Curious as to how these pronouns can be used in writing? Here’s an example of Alice’s Adventures in Wonderland with all of the pronouns changed to be neutral (select your preferred pronoun from the list)
There are also characters in the circus who use he and she, but in different ways. I have an intersex contortionist who was assigned male at birth, but she (note I said she) is neither truly male or female in sex. Their gender is female. I’m not saying their name because they actually kept their male name (for reasons), and I want to see if anyone picks up on this. It’s one of the most popular male names from their native country, too.
Then there’s my little flame of fire, Nez. He was assigned female at birth, uses he/him and a different name that fits his new identity. I’m afraid Nez's name is at the center of some controversy in this circus book. I’ll say it again: This isn’t a transition story. Nez has been Nez for over five years since the beginning of the book, but he is coming into his first post-transition relationship while still struggling with his identity.

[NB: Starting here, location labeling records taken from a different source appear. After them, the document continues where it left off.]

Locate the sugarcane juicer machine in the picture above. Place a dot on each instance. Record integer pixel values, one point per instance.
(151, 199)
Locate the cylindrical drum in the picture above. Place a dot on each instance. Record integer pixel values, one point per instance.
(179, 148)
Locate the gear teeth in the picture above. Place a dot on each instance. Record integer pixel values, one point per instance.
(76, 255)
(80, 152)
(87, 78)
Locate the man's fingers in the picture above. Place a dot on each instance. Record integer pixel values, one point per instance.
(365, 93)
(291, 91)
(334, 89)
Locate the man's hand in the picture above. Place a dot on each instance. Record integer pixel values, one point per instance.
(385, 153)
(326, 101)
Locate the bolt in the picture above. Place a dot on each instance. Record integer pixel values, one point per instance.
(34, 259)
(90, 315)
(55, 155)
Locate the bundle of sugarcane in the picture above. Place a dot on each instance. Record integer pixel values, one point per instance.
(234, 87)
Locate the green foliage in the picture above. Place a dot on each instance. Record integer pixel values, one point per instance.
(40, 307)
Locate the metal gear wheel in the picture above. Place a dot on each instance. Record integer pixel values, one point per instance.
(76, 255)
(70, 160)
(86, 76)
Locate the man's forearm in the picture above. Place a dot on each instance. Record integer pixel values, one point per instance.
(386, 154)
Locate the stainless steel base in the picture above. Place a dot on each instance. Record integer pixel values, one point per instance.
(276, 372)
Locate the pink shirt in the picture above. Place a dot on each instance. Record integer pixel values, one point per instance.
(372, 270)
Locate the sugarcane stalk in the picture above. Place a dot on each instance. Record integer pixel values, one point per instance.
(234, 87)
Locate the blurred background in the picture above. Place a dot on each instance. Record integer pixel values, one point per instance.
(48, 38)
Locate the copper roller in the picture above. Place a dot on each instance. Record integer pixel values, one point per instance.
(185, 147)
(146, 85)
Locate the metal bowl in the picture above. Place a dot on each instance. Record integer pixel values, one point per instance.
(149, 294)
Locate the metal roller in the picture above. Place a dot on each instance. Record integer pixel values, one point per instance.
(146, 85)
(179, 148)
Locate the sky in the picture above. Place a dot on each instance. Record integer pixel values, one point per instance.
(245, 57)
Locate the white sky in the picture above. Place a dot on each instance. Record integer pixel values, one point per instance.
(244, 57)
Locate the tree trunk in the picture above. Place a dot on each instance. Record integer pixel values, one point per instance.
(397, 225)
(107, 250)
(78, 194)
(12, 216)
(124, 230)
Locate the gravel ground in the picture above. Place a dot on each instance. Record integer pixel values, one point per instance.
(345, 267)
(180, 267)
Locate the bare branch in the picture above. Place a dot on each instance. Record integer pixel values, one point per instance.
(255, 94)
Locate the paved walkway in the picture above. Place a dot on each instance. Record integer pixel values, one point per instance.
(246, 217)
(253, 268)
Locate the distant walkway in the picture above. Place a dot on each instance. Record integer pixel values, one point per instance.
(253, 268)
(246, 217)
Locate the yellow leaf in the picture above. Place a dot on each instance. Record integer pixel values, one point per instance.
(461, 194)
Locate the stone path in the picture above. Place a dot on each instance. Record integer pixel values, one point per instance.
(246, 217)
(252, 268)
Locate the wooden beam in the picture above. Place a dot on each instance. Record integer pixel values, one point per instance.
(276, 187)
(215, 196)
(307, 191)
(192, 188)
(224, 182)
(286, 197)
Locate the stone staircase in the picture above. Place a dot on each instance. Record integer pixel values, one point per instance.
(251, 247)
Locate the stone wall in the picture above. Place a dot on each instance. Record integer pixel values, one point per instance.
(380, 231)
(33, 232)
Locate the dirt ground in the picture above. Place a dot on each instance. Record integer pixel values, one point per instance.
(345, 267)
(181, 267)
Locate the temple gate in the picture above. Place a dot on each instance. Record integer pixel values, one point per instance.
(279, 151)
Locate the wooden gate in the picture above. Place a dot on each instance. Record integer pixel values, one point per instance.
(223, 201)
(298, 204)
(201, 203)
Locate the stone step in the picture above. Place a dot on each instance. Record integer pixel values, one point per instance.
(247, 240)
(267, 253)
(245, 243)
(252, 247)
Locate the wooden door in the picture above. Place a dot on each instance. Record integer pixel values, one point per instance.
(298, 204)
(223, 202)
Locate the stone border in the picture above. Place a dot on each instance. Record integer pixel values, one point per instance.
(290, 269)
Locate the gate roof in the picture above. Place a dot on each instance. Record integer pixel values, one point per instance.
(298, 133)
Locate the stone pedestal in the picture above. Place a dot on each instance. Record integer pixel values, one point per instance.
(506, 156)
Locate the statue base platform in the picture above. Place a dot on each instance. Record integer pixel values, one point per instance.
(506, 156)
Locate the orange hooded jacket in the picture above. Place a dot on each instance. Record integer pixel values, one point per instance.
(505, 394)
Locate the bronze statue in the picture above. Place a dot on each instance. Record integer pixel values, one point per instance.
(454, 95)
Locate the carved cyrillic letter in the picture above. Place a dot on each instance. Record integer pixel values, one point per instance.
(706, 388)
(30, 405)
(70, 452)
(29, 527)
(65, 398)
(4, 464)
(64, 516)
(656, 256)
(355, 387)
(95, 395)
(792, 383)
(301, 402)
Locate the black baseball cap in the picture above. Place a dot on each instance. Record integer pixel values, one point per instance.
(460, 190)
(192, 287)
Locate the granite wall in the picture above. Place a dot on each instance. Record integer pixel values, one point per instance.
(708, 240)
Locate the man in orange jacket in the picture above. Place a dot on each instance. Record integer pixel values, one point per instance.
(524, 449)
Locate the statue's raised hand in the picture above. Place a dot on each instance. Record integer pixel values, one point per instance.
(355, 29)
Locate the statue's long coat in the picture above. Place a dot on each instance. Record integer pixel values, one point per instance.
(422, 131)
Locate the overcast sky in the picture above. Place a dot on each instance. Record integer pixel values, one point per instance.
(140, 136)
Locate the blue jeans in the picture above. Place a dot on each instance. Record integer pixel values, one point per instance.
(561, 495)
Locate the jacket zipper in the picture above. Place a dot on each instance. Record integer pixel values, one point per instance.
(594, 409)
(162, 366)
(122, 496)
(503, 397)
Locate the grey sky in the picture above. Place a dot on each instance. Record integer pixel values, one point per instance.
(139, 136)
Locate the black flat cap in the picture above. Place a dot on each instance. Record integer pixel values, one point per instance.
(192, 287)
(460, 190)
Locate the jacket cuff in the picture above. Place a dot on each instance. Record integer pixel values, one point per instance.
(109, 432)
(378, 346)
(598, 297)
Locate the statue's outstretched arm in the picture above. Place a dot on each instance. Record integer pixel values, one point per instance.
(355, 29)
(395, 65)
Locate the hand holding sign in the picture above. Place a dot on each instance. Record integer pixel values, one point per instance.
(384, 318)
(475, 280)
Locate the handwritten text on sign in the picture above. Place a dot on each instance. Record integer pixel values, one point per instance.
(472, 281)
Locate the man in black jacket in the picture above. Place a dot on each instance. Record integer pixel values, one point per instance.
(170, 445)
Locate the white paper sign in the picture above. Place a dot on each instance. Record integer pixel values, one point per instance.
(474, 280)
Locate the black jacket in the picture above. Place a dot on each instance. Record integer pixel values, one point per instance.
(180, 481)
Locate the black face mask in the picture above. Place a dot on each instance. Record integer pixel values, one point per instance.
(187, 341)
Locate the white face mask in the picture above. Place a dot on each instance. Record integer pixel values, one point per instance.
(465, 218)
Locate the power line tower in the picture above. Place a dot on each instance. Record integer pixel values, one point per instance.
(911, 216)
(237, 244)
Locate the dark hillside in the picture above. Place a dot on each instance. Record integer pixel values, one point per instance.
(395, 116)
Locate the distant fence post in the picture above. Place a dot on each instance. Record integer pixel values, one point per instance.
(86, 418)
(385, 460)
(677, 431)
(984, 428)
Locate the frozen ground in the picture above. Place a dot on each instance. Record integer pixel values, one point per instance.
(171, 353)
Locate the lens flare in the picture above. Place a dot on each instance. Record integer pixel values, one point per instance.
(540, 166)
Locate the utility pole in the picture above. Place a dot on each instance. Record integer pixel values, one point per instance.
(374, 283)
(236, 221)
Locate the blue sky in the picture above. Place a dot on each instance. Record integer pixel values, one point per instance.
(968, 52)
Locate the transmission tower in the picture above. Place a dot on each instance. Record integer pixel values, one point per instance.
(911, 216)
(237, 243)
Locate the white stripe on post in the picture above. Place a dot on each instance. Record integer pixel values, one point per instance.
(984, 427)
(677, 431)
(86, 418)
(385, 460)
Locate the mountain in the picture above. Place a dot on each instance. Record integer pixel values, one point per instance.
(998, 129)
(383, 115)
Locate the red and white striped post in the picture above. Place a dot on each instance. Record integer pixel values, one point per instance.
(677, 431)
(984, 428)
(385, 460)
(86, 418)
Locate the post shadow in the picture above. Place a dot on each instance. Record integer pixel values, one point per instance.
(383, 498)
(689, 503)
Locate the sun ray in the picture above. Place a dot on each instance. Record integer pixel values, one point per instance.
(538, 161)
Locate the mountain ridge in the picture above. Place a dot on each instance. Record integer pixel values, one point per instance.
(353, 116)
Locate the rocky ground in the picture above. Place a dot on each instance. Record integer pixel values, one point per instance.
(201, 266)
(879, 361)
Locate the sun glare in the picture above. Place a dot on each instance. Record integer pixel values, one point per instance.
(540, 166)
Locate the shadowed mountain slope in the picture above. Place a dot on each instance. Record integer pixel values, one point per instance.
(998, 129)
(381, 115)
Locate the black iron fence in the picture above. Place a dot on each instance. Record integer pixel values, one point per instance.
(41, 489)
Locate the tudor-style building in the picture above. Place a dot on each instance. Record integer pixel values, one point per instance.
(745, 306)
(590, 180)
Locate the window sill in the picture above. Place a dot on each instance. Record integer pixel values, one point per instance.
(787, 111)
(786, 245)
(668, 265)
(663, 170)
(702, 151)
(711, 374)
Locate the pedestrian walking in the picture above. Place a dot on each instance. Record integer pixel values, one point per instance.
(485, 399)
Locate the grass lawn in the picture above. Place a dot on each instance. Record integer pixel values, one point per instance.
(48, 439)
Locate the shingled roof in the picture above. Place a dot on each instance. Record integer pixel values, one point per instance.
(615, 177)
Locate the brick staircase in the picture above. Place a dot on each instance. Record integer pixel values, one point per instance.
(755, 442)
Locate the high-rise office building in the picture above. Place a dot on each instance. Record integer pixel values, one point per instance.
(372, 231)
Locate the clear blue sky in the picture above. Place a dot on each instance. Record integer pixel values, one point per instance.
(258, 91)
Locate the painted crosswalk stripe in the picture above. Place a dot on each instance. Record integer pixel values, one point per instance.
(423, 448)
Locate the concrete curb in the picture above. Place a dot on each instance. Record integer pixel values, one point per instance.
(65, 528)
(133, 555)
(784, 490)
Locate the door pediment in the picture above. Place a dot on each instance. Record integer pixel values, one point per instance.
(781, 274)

Is he masculine? Is he androgynous? Is he nonconforming or a combination of multiple genders? You'll have to read to find out. The romance centers around two people trying to make sense of gender, identity, and the rules of pseudo-adult dating, which are new to both of them.
In flashbacks, Nez gets dead named by one person in particular. I know it’s a horrible thing to do, and I wouldn’t have done it without just cause. I’m like Nez’s second mom. Every time I have to hurt him, it hurts me. I could mangle any other character without batting an eye, but not my Nezy. Heart=Destroyed. The dead naming is done because the person who does it was problematic and wouldn’t correct their behavior even when it was addressed. They wanted to hurt him, wanted to let him know they didn’t accept his identity. And this person is ostracized from the circus community accordingly. Nez is the one supported throughout.
I do this because I want to show there can be love and there can be acceptance if only in this queer magical circus. It's an escape from the fact that every 48-hours a gender-nonconforming person is killed somewhere in the world. And because cisgender people think there is some weird trans war in our bathrooms when all they want is safety, acceptance, and to have the same rights as every other individual. Cis people, we are not special little snowflakes that need to be protected. We are not the ones in danger. We do not appreciate how easy life is for us, how the world is made to suit our needs. We do not need the laws to protect our safety because we're not the ones dying in rising numbers.
If you're hurting and targeted because of your gender, know that I appreciate you. I support your journey. You are valid. You are a beautiful, glorious person. This world is so much brighter for having you in it. Don't ever give up. You deserve your Happily Ever After.